Rewriting git history isn't too complicated, especially if you're removing whole directories, but yeah it would probably be better to move or break off the main theme files elsewhere to avoid breaking everyone else's copies.
You could even maintain stars and such by just keeping this one as the main repo, but with a note that you can clone another one for just the theme alone.
keeping this one as the main repo, but with a note that you can clone another one for just the theme alone.
A 1:1 repo like blowfish-lite
that would require @nunocoracao to maintain two copies of the same codebase… more toil, greater chance for divergence.
what feels least bullshitty to me is having a core repo that has the theme content which this repo consumes…. but wth do i know? :)
that would require @nunocoracao to maintain two copies of the same codebase… more toil, greater chance for divergence.
what feels least bullshitty to me is having a core repo that has the theme content which this repo consumes
I was thinking something similar, but even if they were completely separate, you could lazily sync the theme into the main repo on every commit with a GitHub action.
implementation details :) lots of ways to accomplish it… each has its own bag of bullshit… i don’t wanna be too prescriptive of the how… just wanting to amplify the legitimacy of the request
Hey @fuse314 @wolfspyre @ragibson @chromer030 Thanks for all the feedback. I am definitely interested in improving this ASAP. From the thread I got a couple of actions:
Small update - with the last changes already reduced the repo size from 736M to 546M (25% reduction). Will keep exploring the other two options a little more before committing to a solutions.
@nunocoracao if you wanna take a look at what I'm doing async:
I mirror this repo:
https://gitlab.wolfspyre.io/mirrored_repos/hugo_related/nunocoracao/blowfish
The scripts here rip the history around quite a bit... might be useful to play with: https://gitlab.wolfspyre.io/mirrored_repos/hugo_related/nunocoracao/blowfish-wrangler
The output: https://gitlab.wolfspyre.io/mirrored_repos/hugo_related/nunocoracao/blowfish-thin
/tmp$ git clone https://gitlab.wolfspyre.io/mirrored_repos/hugo_related/nunocoracao/blowfish-thin
Cloning into 'blowfish-thin'...
warning: redirecting to https://gitlab.wolfspyre.io/mirrored_repos/hugo_related/nunocoracao/blowfish-thin.git/
remote: Enumerating objects: 5704, done.
remote: Counting objects: 100% (2322/2322), done.

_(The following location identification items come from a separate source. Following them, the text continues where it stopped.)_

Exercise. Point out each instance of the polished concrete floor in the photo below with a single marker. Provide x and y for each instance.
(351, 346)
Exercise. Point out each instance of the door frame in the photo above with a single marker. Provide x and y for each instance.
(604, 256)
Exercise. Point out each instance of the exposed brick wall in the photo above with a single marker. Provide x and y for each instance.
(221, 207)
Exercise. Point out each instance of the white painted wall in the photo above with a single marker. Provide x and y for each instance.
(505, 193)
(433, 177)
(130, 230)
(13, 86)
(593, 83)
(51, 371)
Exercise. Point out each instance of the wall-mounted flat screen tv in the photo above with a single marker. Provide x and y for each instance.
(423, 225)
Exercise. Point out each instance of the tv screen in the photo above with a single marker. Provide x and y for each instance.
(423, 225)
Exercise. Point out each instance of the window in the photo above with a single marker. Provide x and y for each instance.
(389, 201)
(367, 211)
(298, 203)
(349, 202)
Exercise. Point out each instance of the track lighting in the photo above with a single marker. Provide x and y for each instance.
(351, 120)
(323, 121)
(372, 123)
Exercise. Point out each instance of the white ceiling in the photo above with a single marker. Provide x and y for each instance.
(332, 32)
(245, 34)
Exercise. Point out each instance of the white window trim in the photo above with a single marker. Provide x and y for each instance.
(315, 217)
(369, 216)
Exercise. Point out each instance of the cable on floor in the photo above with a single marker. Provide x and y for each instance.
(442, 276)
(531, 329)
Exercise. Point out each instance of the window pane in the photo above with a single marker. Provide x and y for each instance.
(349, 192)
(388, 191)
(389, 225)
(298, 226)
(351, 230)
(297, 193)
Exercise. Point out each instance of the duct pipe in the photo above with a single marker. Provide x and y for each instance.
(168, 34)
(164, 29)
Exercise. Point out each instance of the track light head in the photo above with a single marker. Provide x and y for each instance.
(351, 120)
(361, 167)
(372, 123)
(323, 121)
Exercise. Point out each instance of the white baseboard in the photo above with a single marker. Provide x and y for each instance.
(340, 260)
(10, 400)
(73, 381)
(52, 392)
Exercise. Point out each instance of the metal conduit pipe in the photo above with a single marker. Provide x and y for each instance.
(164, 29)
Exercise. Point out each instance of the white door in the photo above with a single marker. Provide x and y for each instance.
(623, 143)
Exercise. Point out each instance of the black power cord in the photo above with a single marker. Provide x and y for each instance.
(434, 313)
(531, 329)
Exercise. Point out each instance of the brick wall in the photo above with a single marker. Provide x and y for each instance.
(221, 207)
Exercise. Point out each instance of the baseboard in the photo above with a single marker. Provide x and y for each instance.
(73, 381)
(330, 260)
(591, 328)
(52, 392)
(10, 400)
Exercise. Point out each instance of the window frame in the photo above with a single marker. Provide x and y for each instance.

remote: Compressing objects: 100% (1489/1489), done.
remote: Total 5704 (delta 831), reused 2322 (delta 831), pack-reused 3382
Receiving objects: 100% (5704/5704), 36.85 MiB | 38.12 MiB/s, done.
Resolving deltas: 100% (2997/2997), done.
/tmp$ du -sh blowfish-thin/
42M blowfish-thin/
/tmp$ cd blowfish-thin
/tmp/blowfish-thin (wpl_main)$ ls
CODE_OF_CONDUCT.md README.md config.toml i18n package-lock.json tailwind.config.js
CONTRIBUTING.md archetypes data layouts package.json theme.toml
FUNDING.yml assets firebase.json lighthouserc.js processUsers.js
LICENSE config go.mod netlify.toml static
/tmp/blowfish-thin (wpl_main)$ rm -rf .git
/tmp/blowfish-thin$ du -sh .
4.4M .
versus:
/tmp$ git clone https://gitlab.wolfspyre.io/mirrored_repos/hugo_related/nunocoracao/blowfish
Cloning into 'blowfish'...
warning: redirecting to https://gitlab.wolfspyre.io/mirrored_repos/hugo_related/nunocoracao/blowfish.git/
remote: Enumerating objects: 23670, done.
remote: Total 23670 (delta 0), reused 0 (delta 0), pack-reused 23670
Receiving objects: 100% (23670/23670), 358.79 MiB | 40.04 MiB/s, done.
Resolving deltas: 100% (11428/11428), done.
Updating files: 100% (1864/1864), done.
/tmp$ du -sh blowfish/
815M blowfish/
/tmp$ cd blowfish
/tmp/blowfish
/tmp/blowfish (wpl_main)$ rm -rf .git
/tmp/blowfish$ du -sh .
445M .
I'm not gonna assert this is perfect :) it's kludgey... and a bit brittle... but it works for the moment.... an it might be helpful as exploratory POC. Will reach out in email.
@wolfspyre checked your solution but It seems that it's not possible to change history and use the same git repo as things become incompatible right?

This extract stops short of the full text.